Abstract:
(1) Background: this article investigates which PK metrics in a single-dose study (concentration at the end of posology interval, Cτ, partial areas under the curve, pAUCs, or half-value duration, HVD) are more sensitive and less variable for predicting the failure of a prolonged-release product at steady-state that was the bioequivalent for Cmax, AUC0-t and AUC0-inf, in the single-dose study; (2) Methods: a cross-over study was performed in 36 subjects receiving desvenlafaxine 100 mg prolonged-release tablets.

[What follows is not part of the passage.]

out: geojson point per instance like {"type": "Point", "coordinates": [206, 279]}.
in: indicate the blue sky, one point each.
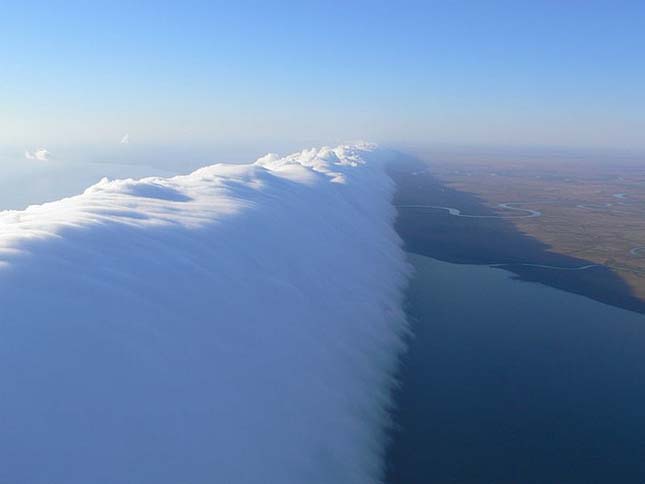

Conventional (Cmax, AUC0-t and AUC0-inf) and additional (Cτ, pAUCs and HVD) PK metrics were considered after single-dose conditions. Predicted PK metrics at steady state (AUC0-τ, Cmax,ss, and Cτ,ss) were derived using a population PK model approach; (3) Results: the existing differences in the shape of the concentration-time curves precluded to show equivalence for Cτ,ss in the simulated study at steady state. This failure to show equivalence at steady state was predicted by Cτ, pAUCs and HVD in the single-dose study. Cτ was the most sensitive metric for detecting the different shape, with a lower intra-subject variability than HVD; (4) Conclusions: conventional PK metrics for single-dose studies (Cmax, AUC0-t and AUC0-inf) are not enough to guarantee bioequivalence at steady state for prolonged-release products.
摘要:
(1)背景:本文调查了单剂量研究中的哪些PK指标(姿势间隔结束时的浓度,Cτ,曲线下的部分区域,pAUCs,或半值持续时间,HVD)对于预测长期释放产品在稳态下的失效更敏感且变量更小,这是Cmax的生物等效性,AUC0-t和AUC0-inf,在单剂量研究中;(2)方法:在接受去文拉法辛100mg缓释片的36名受试者中进行了一项交叉研究。常规(Cmax,AUC0-t和AUC0-inf)和附加(Cτ,单剂量条件后考虑pAUC和HVD)PK指标。稳态下的预测PK指标(AUC0-τ,Cmax,ss,和Cτ,ss)是使用种群PK模型方法得出的;(3)结果:浓度-时间曲线形状的现有差异排除了对Cτ的等效性,SS在稳态下的模拟研究中。Cτ预测了在稳态下未能显示等效性,单剂量研究中的pAUCs和HVD。Cτ是检测不同形状的最敏感指标,受试者内变异性低于HVD;(4)结论:单剂量研究的常规PK指标(Cmax,AUC0-t和AUC0-inf)不足以保证长期释放产品在稳态下的生物等效性。